GENDER, Human Right and Violence Against Women

Reducing violence against women is a central plank in KMG's mission statement.
We train women and representatives from a wide variety of communities and disseminate information on citizens’ rights and responsibilities, thus establishing knowledge bases. By iInitiating grass roots movements against gender-based violence, we work with communities to develop women leaders.
We train women to assume political leadership at all levels. As a result, a majority of women and girls understand their rights in the zones where have worked. Women have assumed elective and appointed political positions from the kebele to federal levels. We promote good governance by offering training on legal, constitutional, and democratic rights and responsibilities to the government sector, law enforcement agents, social courts, and local elders as well as communities at large. Currently, the courts and the police recognize, and by and large respect, the human and constitutional rights of women as citizens.
Harmful Customary Practices are built upon long-held beliefs that discriminate against and violate the human rights of womankind in Ethiopia. They render girls and women socially, economically and politically powerless. Sanctioned violence (female genital mutilation bride abduction, widow inheritance, domestic violence) both reflects and reinforces inequities between men and women.

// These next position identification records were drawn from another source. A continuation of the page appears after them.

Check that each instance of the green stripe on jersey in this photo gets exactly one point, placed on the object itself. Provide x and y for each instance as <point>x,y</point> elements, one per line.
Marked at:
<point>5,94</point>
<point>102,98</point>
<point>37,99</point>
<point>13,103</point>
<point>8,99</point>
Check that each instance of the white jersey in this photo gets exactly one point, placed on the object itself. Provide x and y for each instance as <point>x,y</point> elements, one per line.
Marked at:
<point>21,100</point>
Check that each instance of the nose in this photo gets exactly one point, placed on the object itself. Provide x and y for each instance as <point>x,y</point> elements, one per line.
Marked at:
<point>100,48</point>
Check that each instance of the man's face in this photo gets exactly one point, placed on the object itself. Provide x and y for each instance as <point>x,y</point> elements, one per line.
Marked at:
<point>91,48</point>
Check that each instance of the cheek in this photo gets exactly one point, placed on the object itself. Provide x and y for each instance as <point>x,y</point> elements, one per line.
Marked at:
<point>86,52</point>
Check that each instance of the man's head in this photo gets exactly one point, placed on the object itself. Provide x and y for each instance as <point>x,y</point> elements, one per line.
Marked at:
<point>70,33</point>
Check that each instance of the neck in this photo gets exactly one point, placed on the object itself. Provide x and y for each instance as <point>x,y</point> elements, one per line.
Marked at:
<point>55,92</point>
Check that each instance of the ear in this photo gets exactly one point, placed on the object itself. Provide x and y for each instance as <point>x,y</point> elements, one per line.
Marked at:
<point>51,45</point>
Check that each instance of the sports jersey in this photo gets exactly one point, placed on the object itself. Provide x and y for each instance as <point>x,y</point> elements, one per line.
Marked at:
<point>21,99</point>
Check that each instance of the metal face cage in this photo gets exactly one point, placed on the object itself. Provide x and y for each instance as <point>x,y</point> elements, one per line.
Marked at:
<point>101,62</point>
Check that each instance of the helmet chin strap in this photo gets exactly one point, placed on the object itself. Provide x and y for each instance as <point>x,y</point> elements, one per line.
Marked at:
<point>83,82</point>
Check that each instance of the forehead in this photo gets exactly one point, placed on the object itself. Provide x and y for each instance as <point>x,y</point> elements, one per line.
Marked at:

When we conducted our first baseline study in 1999, nearly 100% of women in our operating areas underwent FGM. Just three years later, in September 2002, the first “Amazing Wedding” took place in Hobich-Haka. The bride, Genet Gerimma, wore a placard declaring, “I’m not circumcised, Learn from me,” and the bridegroom, Addisie Abosie, wore similar sign stating, “I am happy and proud to be married to an uncircumcised, whole girl.”
This was a turning point, the thunderbolt that shook the region.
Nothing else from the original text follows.